0.021256828803575347 " D"
0.016554834917839274 " The"
0.006901081919294773 " a"
0.0064829665025314025 " ("
If we only consider the acceptable answers, this gives after rescaling:
62.73% " B"
27.84% " C"
05.15% " A"
04.26% " D"
The confidence is much higher when using the instruction following variant.

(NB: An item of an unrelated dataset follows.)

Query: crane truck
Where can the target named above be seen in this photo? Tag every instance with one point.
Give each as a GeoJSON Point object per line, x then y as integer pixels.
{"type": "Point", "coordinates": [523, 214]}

Using an instruction following model
For chat completion, we can serve an instruction-following model instead:
podman run --rm --shm-size=4g -p 8000:8000 \
-v ~/.cache/huggingface:/root/.cache/huggingface \
-e HF_TOKEN \
localhost/vllm-cpu \
--model=mistralai/Mistral-7B-Instruct-v0.3 --dtype=bfloat16
We can now use the Chat completion API:
curl http://127.0.0.1:8000/v1/chat/completions -XPOST -H"Content-Type: application/json" -d '{
"messages":[
{"role":"system","content":"You are a helpful assistant"},
{"role":"user","content":"What is the color of the sky?"}
]
}' | jq -r .choices[0].message.content
The color of the sky can vary depending on the time of day, weather, and location, but under a clear blue sky, it typically appears blue due to a process called Rayleigh scattering. During sunrise and sunset, the sky may take on shades of red, pink, and orange. At night, the sky is generally a dark expanse of black, dotted with stars.